The petition also states: "The three-judge panel attempted a detailed review of facts not even fully developed in the district court, nor fully presented on appeal, and as a result, the panel missed or misunderstood numerous key aspects of this case."
"Because this case involves questions of national importance and because consideration by the full court is necessary to maintain consistency among the court's decisions, we hope the full court will agree that a rehearing is warranted," Bullard said.
Following are some other specific concerns with the panel's opinion that justify rehearing:
I. The opinion is inconsistent with other decisions of the 9th Circuit requiring an agency to justify departures from prior factual and policy determinations:
A) The opinion does not reflect USDA policy and pronouncements to Congress that prohibiting imports was the most important measure for preventing the introduction of BSE and that importation of diseased animals could result in the spread of BSE, despite the U.S. feed ban.
II. The opinion imposed a very narrow standard of review of USDA's action, based on an argument it should not have considered because it was not raised in the District Court:
A) The opinion overlooked statements in the legislative history of the Animal Health Protection Act (AHPA) that show paramount congressional intent that the Secretary of Agriculture prevent the entry or dissemination of communicable diseases of livestock and provide maximum protection to consumers.

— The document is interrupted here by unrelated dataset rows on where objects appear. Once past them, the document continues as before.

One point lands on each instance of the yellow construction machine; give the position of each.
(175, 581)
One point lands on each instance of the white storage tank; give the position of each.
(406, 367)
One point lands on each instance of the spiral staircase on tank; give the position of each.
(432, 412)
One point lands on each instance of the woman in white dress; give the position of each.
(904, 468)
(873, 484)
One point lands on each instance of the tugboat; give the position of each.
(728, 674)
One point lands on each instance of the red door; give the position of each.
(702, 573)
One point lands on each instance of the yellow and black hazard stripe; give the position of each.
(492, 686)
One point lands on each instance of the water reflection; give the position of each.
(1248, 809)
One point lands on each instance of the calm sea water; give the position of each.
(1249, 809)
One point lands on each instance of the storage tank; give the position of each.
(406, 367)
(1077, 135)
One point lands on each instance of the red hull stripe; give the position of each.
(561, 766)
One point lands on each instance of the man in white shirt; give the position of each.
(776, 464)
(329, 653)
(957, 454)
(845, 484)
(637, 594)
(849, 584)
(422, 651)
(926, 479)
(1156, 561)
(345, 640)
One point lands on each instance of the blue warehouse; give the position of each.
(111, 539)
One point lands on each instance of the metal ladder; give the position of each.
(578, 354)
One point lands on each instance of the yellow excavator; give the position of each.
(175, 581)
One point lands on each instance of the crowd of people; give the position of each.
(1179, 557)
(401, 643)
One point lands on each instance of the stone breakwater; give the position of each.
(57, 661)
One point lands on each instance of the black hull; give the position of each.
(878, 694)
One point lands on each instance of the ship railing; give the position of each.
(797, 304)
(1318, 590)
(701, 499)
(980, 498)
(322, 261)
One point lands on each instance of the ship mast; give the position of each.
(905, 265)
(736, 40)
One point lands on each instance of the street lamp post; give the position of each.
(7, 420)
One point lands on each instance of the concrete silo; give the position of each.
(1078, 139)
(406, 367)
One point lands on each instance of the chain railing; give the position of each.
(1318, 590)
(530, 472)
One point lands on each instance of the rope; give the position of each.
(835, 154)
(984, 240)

B) The opinion did not refer to the Animal Disease Risk Assessment, Prevention, and Control Act of 2001 that showed congressional intent for USDA to take steps to reduce, not increase, the risk of BSE.
C) The opinion accepted USDA's assurances that the BSE risks are acceptable, yet USDA failed to quantify the risk – despite USDA policies that confirm the need for quantitative risk assessments, and despite a prior opinion of the circuit court requiring an agency to specify its criteria for classifying a risk as insignificant.
III. The opinion substituted factual conclusions for those of the District Court, contrary to other decisions by the circuit court:
A) Unlike prior decisions, the opinion judged the merits of the case at the preliminary injunction stage.
B) The opinion ignored the District Court's finding that USDA had a preconceived intention to allow Canadian imports before the facts were developed.
IV: The opinion's conclusion on irreparable harm contained errors of fact and law:
A) The opinion ignored the fact that USDA estimated the Final Rule would cost U.S. cattle producers, mostly small businesses, close to $3 billion.
B) The opinion missed the fact that past experience demonstrates that imports from Canada presented an irrefutable risk of significant, irreparable harm to U.S. exports of beef, which harm continues to accrue.